# Instrument Cluster Digital Display Problems



## ChitownHustler (Aug 20, 2014)

Hey guys has anyone else had a problem with their Digital Display bleeding black lines in with the MPH,Volume, and the start up Pontiac logo? When I turn the car on the lines start showing up when the Pontiac shows up then the lines will go away when the mileage comes up. If I turn the volume up or down it will mess up badly until the volume goes away. Also when i switch over to MPH it does the exact same. Is the display going bad or do I have a grounding issue going on?? 

Thanks, Chirs


----------



## svede1212 (Nov 1, 2005)

It's odd that it varies with the controls. I'd at least take a good look at the wiring


----------



## LastZephyr23 (Sep 17, 2014)

Are there any more posts this? My screen is just entirely filled and it doesn't change at all


----------



## Gto-noob (Nov 25, 2011)

mines doing this, have you figured out what was wrong?


----------



## Whogivesah (Feb 2, 2016)

Same here....got my 06 back from the body shop after close to 2 months and it had this problem immediately. Any of your cars with this problem been sitting idle for a while like mine?


----------



## 05gtogoat (Jul 2, 2017)

mine went completely blank, I was told gm discontinued the clusters. there are shops that can replace just the center screen. they no longer make the screens but if you can find a donor cluster (ebay has em) the shop can transplant the screen.hope this helps good luck


----------



## aircraftjack (Jan 12, 2018)

The small center screen in my 2006 the numbers are faded but noy on the other two screens any suggestions?


----------



## GTO44 (Apr 11, 2016)

aircraftjack said:


> The small center screen in my 2006 the numbers are faded but noy on the other two screens any suggestions?

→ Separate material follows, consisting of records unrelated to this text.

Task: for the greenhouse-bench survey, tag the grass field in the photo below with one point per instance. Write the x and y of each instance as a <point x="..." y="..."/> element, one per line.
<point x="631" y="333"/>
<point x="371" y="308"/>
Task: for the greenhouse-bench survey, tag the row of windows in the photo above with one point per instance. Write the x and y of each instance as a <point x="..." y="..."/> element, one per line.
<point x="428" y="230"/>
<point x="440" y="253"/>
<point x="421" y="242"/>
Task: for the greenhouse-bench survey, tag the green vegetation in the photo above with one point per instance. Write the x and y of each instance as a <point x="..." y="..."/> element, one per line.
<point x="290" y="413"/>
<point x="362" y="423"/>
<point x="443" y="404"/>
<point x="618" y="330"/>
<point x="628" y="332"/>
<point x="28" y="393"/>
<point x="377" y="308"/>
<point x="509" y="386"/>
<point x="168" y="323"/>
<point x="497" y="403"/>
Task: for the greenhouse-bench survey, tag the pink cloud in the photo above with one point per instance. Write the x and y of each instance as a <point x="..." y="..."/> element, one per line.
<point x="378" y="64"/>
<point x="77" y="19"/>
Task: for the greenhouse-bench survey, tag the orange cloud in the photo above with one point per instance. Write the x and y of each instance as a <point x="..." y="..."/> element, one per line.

The best way to take care of this is to send in your dash cluster to Bohnman Customs. He has a service where he replaces your malfuncting center screen with one from a salvage car. He can even change the lighting scheme while he's in there. The base cost is $125. I will be doing that soon as my center screen has been acting up lately. It's a common problem with GTO's.

Here's the link to the service:
https://www.bohnmancustoms.com/GTO_Cluster_LCD_Screen_Replacement/p2189578_17633326.aspx


----------